Of course breeding with diversity is much more difficult as you won't get immediate type and style without working at it. Most people today want instant gratification of that show dog and you won't get it if you intend to go after longevity and health as well.
While Jean Lyle so did much for the Poodle breed, there was also much lost in the bottleneck the Wycliffe line created.

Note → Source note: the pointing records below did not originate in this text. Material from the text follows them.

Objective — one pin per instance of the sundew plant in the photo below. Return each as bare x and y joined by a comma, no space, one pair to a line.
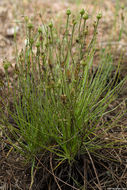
60,97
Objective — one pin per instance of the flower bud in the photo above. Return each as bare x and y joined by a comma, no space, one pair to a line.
99,16
50,25
68,12
82,12
30,25
85,16
39,30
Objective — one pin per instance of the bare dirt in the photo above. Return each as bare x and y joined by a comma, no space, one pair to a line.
14,174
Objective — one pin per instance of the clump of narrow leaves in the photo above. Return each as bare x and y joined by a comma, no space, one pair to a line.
59,97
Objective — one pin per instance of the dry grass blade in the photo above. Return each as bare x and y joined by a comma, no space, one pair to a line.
99,185
53,172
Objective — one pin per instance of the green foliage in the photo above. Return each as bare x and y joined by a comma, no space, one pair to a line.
59,97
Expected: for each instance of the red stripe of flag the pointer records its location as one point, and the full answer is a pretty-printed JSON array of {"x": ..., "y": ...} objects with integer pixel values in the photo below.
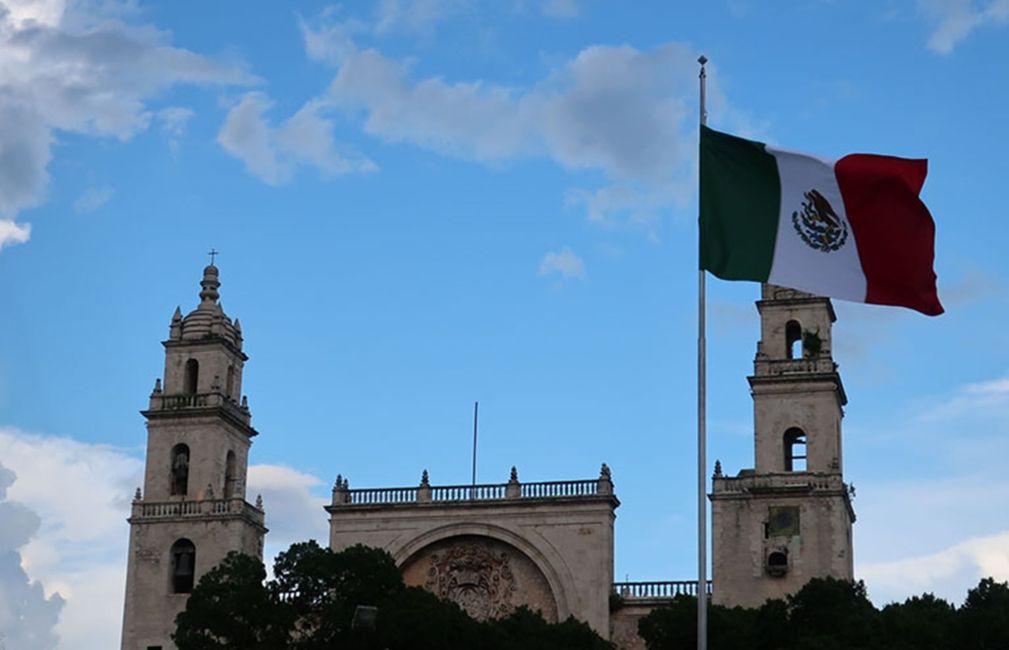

Although the Poodle has encountered major health issues, Jean Lyle had a sound and solid grasp of what a nice Poodle should look like. She clearly bred beautiful Poodles, if you read any of her articles you will see this lady was one of the greatest to contribute to the Poodle World. So not to take away from the beautiful Wycliffe Poodles but more so to blame the lack of knowledge in the genetic field of the times she was breeding. Quote from article: Personally, I have always believed that the key to breeding a dog that looks stunning while standing free, and that moves magnificently, is first of all breeding for balanced, ideal body structure. The dog then is not only a beautiful creature standing and "on the move," but it is much more sound, healthy and beautiful until it's dying day, for there are no undue or unnatural strains to cause lowered heads, sagging backs, tucked-under rears, pathetic movement, arthritis and even hip dysplasia. Breeders should devote themselves to producing health-promoting, well-balanced Poodle structure. But they must be aware that is more complicated and much more challenging than simply breeding for lovely heads.
In the show world heads are what the judges see first and side view is what they look for in motion. Jean wanted the whole dog and continually bred for it and the Wycliffe dogs had most of it. It was the thing to do, acquire a Wycliffe dog because of it's beauty and structurely sound bone. Wycliffe was not bad, it was what happened with so many Wycliffe and the lack of knowledge of the times that was bad.
Most of the Wycliffe's don't begin to show up until the 10th generation on todays dogs. What a nice tribute to Mrs Lyle.
There are Wycliffe poodles in some "Barbet" pedigrees.
This probably being themain difference between the "Barbet Modern" and the Authentic Barbet or Vieux Barbet, the look, the morphology and the coat. That in mind, everyone does what they think is best for themselves. Below is another link to some poodle ancestors. The shaping of the coat is a question of grooming.